DOI singled out mass arrests of peaceful protesters for violating the city’s curfew on June 4 in Mott Haven, The Bronx — arrests that Monahan also personally supervised. A Human Rights Watch report charged cops committed violations of international human rights law that day. 

The NYPD contends police gave orders to disperse before making arrests, but DOI found it wasn’t that simple.

“It was impossible for most protesters to leave before the curfew because by that point officers… had already employed formations that surrounded a substantial number of the protesters prior to the curfew and blocked their ability to move,” DOI probers found.

NYPD officers swung batons at protesters in Mott Haven, The Bronx, during a June 4 protest.

Gregory Berg/gbergphoto.com

Another allegation that echoes back to 2004 is found in the NYCLU’s latest lawsuit, which names Monahan. The suit claims the NYPD wrongfully arrested peaceful protesters along with legal observers and journalists during mass arrests.

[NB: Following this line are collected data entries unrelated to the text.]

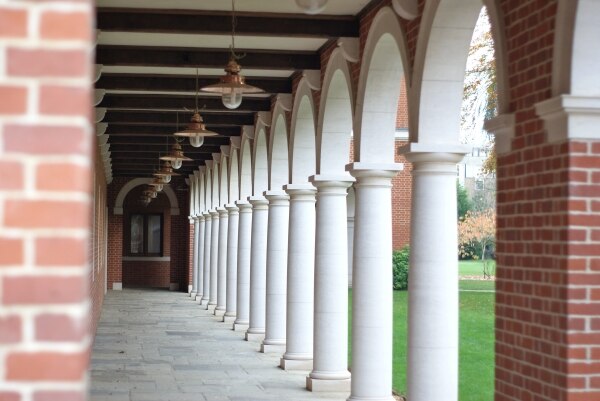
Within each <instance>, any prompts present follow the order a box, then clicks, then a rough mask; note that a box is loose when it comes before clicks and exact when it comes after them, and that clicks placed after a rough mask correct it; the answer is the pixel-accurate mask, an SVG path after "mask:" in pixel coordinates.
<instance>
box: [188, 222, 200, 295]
mask: <svg viewBox="0 0 600 401" xmlns="http://www.w3.org/2000/svg"><path fill="white" fill-rule="evenodd" d="M190 223H192V224H193V225H194V237H193V238H192V248H193V250H192V291H191V292H190V297H191V298H192V299H193V300H196V295H197V294H198V230H199V227H198V226H199V224H198V217H196V216H194V217H190Z"/></svg>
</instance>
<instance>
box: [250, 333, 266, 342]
mask: <svg viewBox="0 0 600 401" xmlns="http://www.w3.org/2000/svg"><path fill="white" fill-rule="evenodd" d="M245 338H246V341H262V340H263V339H264V338H265V333H248V332H246V336H245Z"/></svg>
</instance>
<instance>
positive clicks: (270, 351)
mask: <svg viewBox="0 0 600 401" xmlns="http://www.w3.org/2000/svg"><path fill="white" fill-rule="evenodd" d="M260 352H262V353H263V354H270V353H278V354H281V353H282V352H285V344H265V343H264V342H263V343H262V344H261V345H260Z"/></svg>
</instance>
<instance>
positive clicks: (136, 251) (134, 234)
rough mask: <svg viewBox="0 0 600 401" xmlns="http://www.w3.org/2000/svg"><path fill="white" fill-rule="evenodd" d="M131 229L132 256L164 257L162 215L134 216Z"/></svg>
mask: <svg viewBox="0 0 600 401" xmlns="http://www.w3.org/2000/svg"><path fill="white" fill-rule="evenodd" d="M129 227H130V228H129V236H130V240H129V254H130V255H132V256H162V215H161V214H132V215H131V218H130V224H129Z"/></svg>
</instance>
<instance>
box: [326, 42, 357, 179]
mask: <svg viewBox="0 0 600 401" xmlns="http://www.w3.org/2000/svg"><path fill="white" fill-rule="evenodd" d="M351 82H352V79H351V76H350V69H349V67H348V62H347V60H346V58H345V56H344V53H343V50H342V49H341V48H339V47H338V48H336V49H335V50H333V52H332V53H331V56H330V57H329V62H328V63H327V68H326V70H325V77H324V79H323V88H322V90H321V102H320V107H319V119H318V121H319V123H318V125H317V174H340V173H344V172H345V166H346V164H347V163H348V159H349V156H350V138H351V133H352V110H353V109H354V108H353V101H354V97H353V96H352V89H351V88H352V87H351V84H350V83H351Z"/></svg>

In his interview with DOI, Monahan said the department’s attorneys had authorized the arrest of legal observers, but when he learned of it, he ordered their release.

The NYCLU also filed two suits over the RNC arrests that made precisely the same allegation about unlawful arrests of legal observers and journalists.

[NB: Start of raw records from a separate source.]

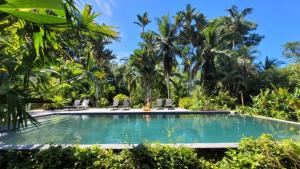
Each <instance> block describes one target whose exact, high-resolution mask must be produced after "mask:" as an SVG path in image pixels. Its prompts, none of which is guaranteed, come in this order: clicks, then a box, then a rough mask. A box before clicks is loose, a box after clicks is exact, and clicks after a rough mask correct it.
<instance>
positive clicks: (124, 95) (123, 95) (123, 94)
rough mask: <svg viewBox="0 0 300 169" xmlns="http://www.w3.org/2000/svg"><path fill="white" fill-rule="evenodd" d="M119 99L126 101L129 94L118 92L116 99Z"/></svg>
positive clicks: (128, 97) (122, 100) (114, 97)
mask: <svg viewBox="0 0 300 169" xmlns="http://www.w3.org/2000/svg"><path fill="white" fill-rule="evenodd" d="M115 99H117V100H119V101H120V102H122V101H124V100H125V99H129V97H128V96H126V95H124V94H121V93H120V94H117V95H116V96H115V97H114V100H115Z"/></svg>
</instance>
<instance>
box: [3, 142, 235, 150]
mask: <svg viewBox="0 0 300 169" xmlns="http://www.w3.org/2000/svg"><path fill="white" fill-rule="evenodd" d="M148 145H149V144H148ZM155 145H157V144H150V146H155ZM161 145H168V146H171V147H187V148H192V149H229V148H237V147H238V143H174V144H161ZM51 146H54V147H56V146H62V147H63V148H66V147H74V146H78V147H80V148H88V147H93V146H99V147H101V148H103V149H110V150H122V149H133V148H139V147H141V146H143V144H79V145H76V144H60V145H53V144H52V145H51ZM49 147H50V145H49V144H34V145H6V144H0V150H44V149H48V148H49Z"/></svg>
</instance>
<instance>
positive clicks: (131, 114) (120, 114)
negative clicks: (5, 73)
mask: <svg viewBox="0 0 300 169" xmlns="http://www.w3.org/2000/svg"><path fill="white" fill-rule="evenodd" d="M29 113H30V114H31V115H32V116H33V117H41V116H49V115H97V114H99V115H122V114H124V115H134V114H145V115H146V114H230V111H227V110H220V111H191V110H187V109H182V108H175V109H161V110H160V109H151V111H149V112H148V111H143V110H142V109H129V110H124V109H117V110H112V109H110V108H89V109H87V110H71V111H67V110H55V111H50V110H33V111H30V112H29Z"/></svg>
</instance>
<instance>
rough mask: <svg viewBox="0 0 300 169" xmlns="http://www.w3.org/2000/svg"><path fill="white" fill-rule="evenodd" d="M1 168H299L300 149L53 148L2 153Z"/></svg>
mask: <svg viewBox="0 0 300 169" xmlns="http://www.w3.org/2000/svg"><path fill="white" fill-rule="evenodd" d="M0 168H3V169H4V168H18V169H22V168H24V169H25V168H26V169H28V168H41V169H43V168H45V169H52V168H53V169H58V168H137V169H140V168H145V169H147V168H174V169H175V168H176V169H180V168H193V169H194V168H195V169H197V168H212V169H217V168H222V169H223V168H266V169H270V168H295V169H296V168H300V146H299V145H297V144H296V143H293V142H291V141H285V142H280V143H277V142H275V141H274V140H273V139H272V137H271V136H269V135H264V136H262V137H260V138H259V139H252V138H245V139H243V140H242V141H241V142H240V144H239V147H238V148H237V149H230V150H226V152H225V153H224V152H220V151H208V150H194V149H190V148H185V147H179V148H175V147H171V146H166V145H160V144H157V145H145V146H139V147H137V148H135V149H132V150H128V149H126V150H122V151H119V152H114V151H112V150H104V149H101V148H100V147H99V146H92V147H90V148H79V147H76V146H75V147H67V148H63V147H61V146H57V147H54V146H51V147H50V148H49V149H46V150H35V151H16V150H14V151H2V152H1V153H0Z"/></svg>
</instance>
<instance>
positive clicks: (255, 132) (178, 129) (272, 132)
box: [0, 114, 300, 145]
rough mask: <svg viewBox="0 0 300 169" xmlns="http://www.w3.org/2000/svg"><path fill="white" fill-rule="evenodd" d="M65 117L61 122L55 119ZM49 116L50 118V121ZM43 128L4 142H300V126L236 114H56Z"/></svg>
mask: <svg viewBox="0 0 300 169" xmlns="http://www.w3.org/2000/svg"><path fill="white" fill-rule="evenodd" d="M58 118H59V119H65V120H55V119H58ZM45 119H46V120H45ZM44 121H46V122H44V124H43V122H42V125H41V126H39V127H38V128H32V129H27V130H23V131H21V132H10V133H9V134H8V135H7V136H4V137H0V142H2V143H4V144H19V145H24V144H26V145H27V144H48V143H53V144H119V143H128V144H133V143H147V142H148V143H149V142H151V143H152V142H159V143H226V142H239V141H240V140H241V138H243V137H255V138H257V137H259V136H260V135H261V134H263V133H269V134H272V135H273V136H274V138H275V139H279V140H280V139H287V138H291V139H293V140H296V141H300V135H299V133H300V132H299V131H300V126H299V125H296V124H295V125H294V124H289V123H285V122H278V121H272V120H266V119H259V118H253V117H248V116H238V115H234V116H230V115H220V114H219V115H72V116H70V115H68V116H65V115H55V116H49V117H46V118H44Z"/></svg>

In 2014, the city agreed to pay $18 million to settle lawsuits stemming from the RNC arrests — a settlement described by the NYCLU as a “record.”

On Friday, shortly after the DOI report landed, de Blasio tweeted a video apology saying, “I wish I had done better” and that he would insist that the NYPD “do better.” But pressed later for what exactly he was apologizing for, the mayor, who had defended the department’s handling of the protests, offered no specifics.

The NYCLU and the Legal Aid Society issued a joint statement praising DOI’s investigation, but questioned the watchdog’s recommendations that the NYPD change its training of officers.

“Simply instituting more training and shifting responsibilities around is not a solution,” the legal groups wrote. “The fundamental problem is a department — whose leadership and culture allowed the events of this summer to unfold — refuses to confront its own conduct, and does nothing to address the root causes of these long-standing problems.”

NYPD Offers No Solutions

Training is central to the report released Friday. 

DOI focuses much of its criticism on officers who were poorly instructed on how to respond to protests that require the police to support protesters’ First Amendment rights. DOI pointed out that officers are still trained in tactics that were criticized as overly harsh after the RNC and Occupy Wall Street arrests.

In 2015, DOI notes, then-Commissioner William Bratton created the Strategic Response Group (SRG) specifically to handle “disorder control.” DOI pointed out the NYPD trains SRG cops in methods to control crowds, including a tactic NYPD calls “encirclement” — more commonly known as kettling.

An NYPD officer keeps watch over protesters outside the Barclays Center, May 29, 2020.

Ben Fractenberg/THE CITY

The NYPD’s long-standing resistance to acknowledging flaws is also apparent in the report. When DOI asked NYPD brass “whether, in retrospect, the department could have done anything else differently and made any further changes to improve its response to the protests, with few exceptions, officials offered none.”

While multiple investigations into misconduct are pending, as of Friday only two officers and one supervisor had faced any form of discipline for their actions during this year’s protests: one cop who ripped off the mask of a protester and pepper-sprayed him in the face, and another who shoved a protester to the ground while his supervisor stood by.

Garnett said one of the training-related issues of concern is “who in the police department responds to these things.” She singled out the SRG, saying it is “really focused on terrorist incidents, active shooters, rescue situations, riots.”

Anong her 20 recommendations to the NYPD for reform: Remove the SRG from handling protests. 

Shea called DOI’s recommendations “logical and thoughtful” and said he intends to adopt them “into our future policy and training.”